At 24 weeks, the proportion of patients meeting the primary end point was 17.9% (10/56) in the hydroxychloroquine group and 17.2% (11/64) in the placebo group (odds ratio, 1.01; 95% CI, 0.37-2.78; P = .98). Between weeks 0 and 24, the mean (SD) numeric analog scale score for dryness changed from 6.38 (2.14) to 5.85 (2.57) in the placebo group and 6.53 (1.97) to 6.22 (1.87) in the hydroxychloroquine group. The mean (SD) numeric analog scale score for pain changed from 4.92 (2.94) to 5.08 (2.48) in the placebo group and 5.09 (3.06) to 4.59 (2.90) in the hydroxychloroquine group. The mean (SD) numeric analog scale for fatigue changed from 6.26 (2.27) to 5.72 (2.38) in the placebo group and 6.00 (2.52) to 5.94 (2.40) in the hydroxychloroquine group. All but 1 patient in the hydroxychloroquine group had detectable blood levels of the drug. Hydroxychloroquine had no efficacy in patients with anti-SSA autoantibodies, high IgG levels, or systemic involvement. During the first 24 weeks, there were 2 serious adverse events in the hydroxychloroquine group and 3 in the placebo group; in the last 24 weeks, there were 3 serious adverse events in the hydroxychloroquine group and 4 in the placebo group.

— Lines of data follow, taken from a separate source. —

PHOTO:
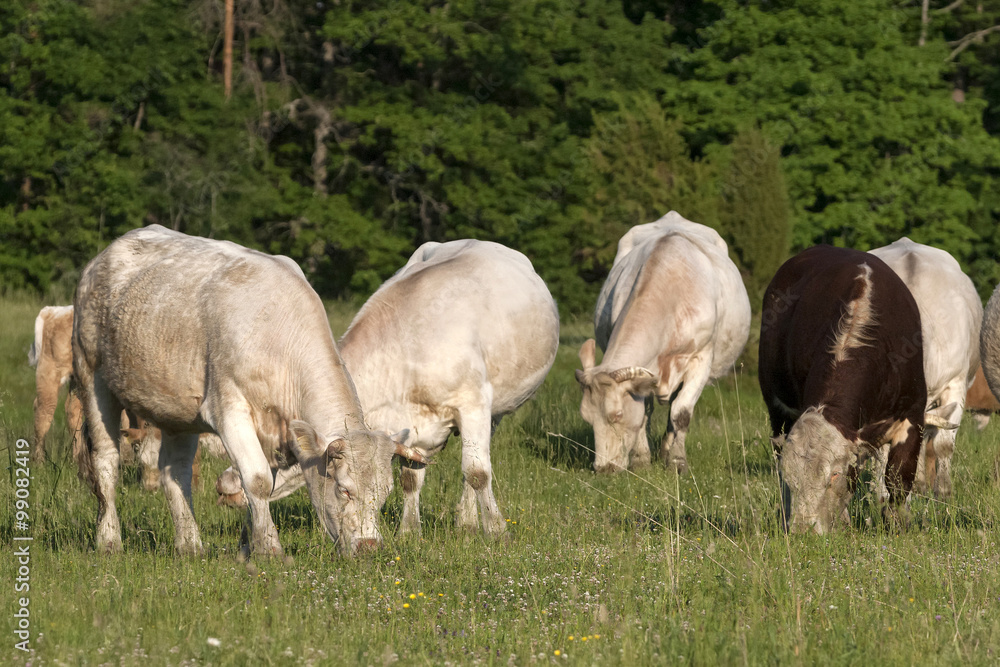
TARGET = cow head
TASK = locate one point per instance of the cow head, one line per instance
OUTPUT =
(348, 478)
(815, 461)
(614, 404)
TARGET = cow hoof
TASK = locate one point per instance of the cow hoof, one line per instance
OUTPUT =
(640, 463)
(113, 546)
(409, 530)
(151, 480)
(237, 500)
(678, 465)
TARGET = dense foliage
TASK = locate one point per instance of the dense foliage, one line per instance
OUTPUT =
(358, 129)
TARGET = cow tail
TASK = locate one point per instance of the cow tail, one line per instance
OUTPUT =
(36, 345)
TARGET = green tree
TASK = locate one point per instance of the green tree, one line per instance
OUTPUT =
(638, 168)
(755, 211)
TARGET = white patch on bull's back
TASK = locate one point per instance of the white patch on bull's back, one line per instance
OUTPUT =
(852, 331)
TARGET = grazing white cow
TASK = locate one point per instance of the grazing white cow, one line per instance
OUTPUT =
(672, 315)
(989, 342)
(463, 334)
(197, 335)
(951, 315)
(51, 355)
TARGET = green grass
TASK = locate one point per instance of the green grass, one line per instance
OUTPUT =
(648, 568)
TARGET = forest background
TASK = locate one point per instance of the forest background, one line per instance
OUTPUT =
(353, 131)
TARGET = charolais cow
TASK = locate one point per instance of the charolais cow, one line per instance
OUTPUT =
(951, 315)
(980, 401)
(989, 342)
(672, 315)
(841, 372)
(51, 355)
(463, 334)
(197, 335)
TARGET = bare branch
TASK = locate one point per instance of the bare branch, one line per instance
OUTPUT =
(970, 39)
(925, 21)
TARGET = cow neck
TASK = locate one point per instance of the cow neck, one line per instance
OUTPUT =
(328, 399)
(632, 344)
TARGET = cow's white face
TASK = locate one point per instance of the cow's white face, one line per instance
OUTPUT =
(614, 404)
(815, 461)
(348, 481)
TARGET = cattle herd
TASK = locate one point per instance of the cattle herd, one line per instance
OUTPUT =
(175, 340)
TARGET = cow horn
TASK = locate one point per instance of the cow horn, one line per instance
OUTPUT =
(631, 372)
(410, 454)
(939, 422)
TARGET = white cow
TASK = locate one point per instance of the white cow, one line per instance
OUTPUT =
(951, 315)
(672, 315)
(989, 342)
(197, 335)
(464, 333)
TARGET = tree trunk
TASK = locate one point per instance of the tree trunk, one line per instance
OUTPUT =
(324, 125)
(227, 51)
(925, 20)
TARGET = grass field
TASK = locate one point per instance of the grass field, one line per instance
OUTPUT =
(643, 568)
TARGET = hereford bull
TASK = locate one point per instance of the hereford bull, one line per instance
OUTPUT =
(463, 334)
(951, 315)
(672, 315)
(980, 401)
(841, 372)
(198, 335)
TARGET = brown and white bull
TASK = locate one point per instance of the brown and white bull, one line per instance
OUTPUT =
(197, 335)
(463, 334)
(951, 315)
(841, 372)
(672, 315)
(51, 355)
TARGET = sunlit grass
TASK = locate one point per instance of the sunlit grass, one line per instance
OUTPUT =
(643, 568)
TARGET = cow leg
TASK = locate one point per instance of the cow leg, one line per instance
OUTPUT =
(103, 413)
(477, 473)
(640, 454)
(982, 420)
(880, 460)
(176, 456)
(150, 447)
(672, 451)
(411, 478)
(240, 438)
(46, 399)
(74, 419)
(944, 441)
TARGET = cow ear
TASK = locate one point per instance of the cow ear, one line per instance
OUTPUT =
(937, 417)
(307, 443)
(643, 385)
(587, 353)
(335, 450)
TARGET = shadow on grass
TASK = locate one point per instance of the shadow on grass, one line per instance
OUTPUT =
(572, 450)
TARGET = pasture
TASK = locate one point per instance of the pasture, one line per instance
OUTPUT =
(643, 568)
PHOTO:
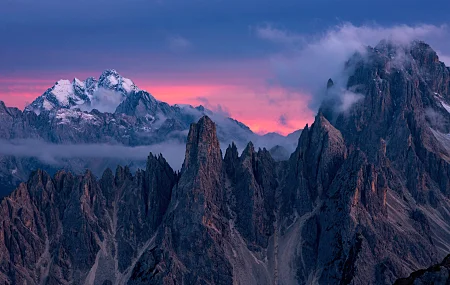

Among patients with primary Sjögren syndrome, the use of hydroxychloroquine compared with placebo did not improve symptoms during 24 weeks of treatment. Further studies are needed to evaluate longer-term outcomes.
clinicaltrials.gov Identifier: NCT00632866.
原发性干燥综合征是一种以口、眼干燥、疼痛和疲劳为特征的系统性自身免疫性疾病。羟氯喹是最常被开用于治疗该综合征的免疫抑制剂。然而,关于其疗效的证据有限。
评估羟氯喹对原发性干燥综合征的主要症状(干燥、疼痛和疲劳)的疗效。
设计、地点和参与者:2008 年 4 月至 2011 年 5 月,来自法国 15 所大学医院的 120 名符合美国-欧洲共识组标准的原发性干燥综合征患者被随机分为双盲、平行组、安慰剂对照试验。参与者在基线、第 12 周、第 24 周(主要终点)和第 48 周进行评估。最后一名患者的最后一次随访日期为 2012 年 5 月 15 日。
患者随机(1:1)接受羟氯喹(400mg/d)或安慰剂治疗至第 24 周。所有患者在第 24 周至第 48 周期间均接受羟氯喹治疗。
主要终点是在第 0 周至 24 周期间,2 项数字模拟量表(0[最佳]至 10[最差])中评估干燥、疼痛和疲劳的 3 项评分中有 2 项改善 30%或以上的患者比例。
在 24 周时,羟氯喹组中符合主要终点的患者比例为 17.9%(10/56),安慰剂组为 17.2%(11/64)(比值比,1.01;95%CI,0.37-2.78;P=0.98)。在第 0 周至 24 周期间,安慰剂组干燥症状的数字模拟量表评分从 6.38(2.14)降至 5.85(2.57),羟氯喹组从 6.53(1.97)降至 6.22(1.87)。安慰剂组疼痛的数字模拟量表评分从 4.92(2.94)降至 5.08(2.48),羟氯喹组从 5.09(3.06)降至 4.59(2.90)。安慰剂组疲劳的数字模拟量表评分从 6.26(2.27)降至 5.72(2.38),羟氯喹组从 6.00(2.52)降至 5.94(2.40)。羟氯喹组除 1 名患者外,其余患者均检测到药物的血药水平。羟氯喹对抗 SSA 自身抗体、高 IgG 水平或全身受累的患者无效。在最初的 24 周内,羟氯喹组有 2 例严重不良事件,安慰剂组有 3 例;在最后 24 周内,羟氯喹组有 3 例严重不良事件,安慰剂组有 4 例。
在原发性干燥综合征患者中,与安慰剂相比,使用羟氯喹治疗 24 周并不能改善症状。需要进一步研究来评估长期结果。
clinicaltrials.gov 标识符:NCT00632866。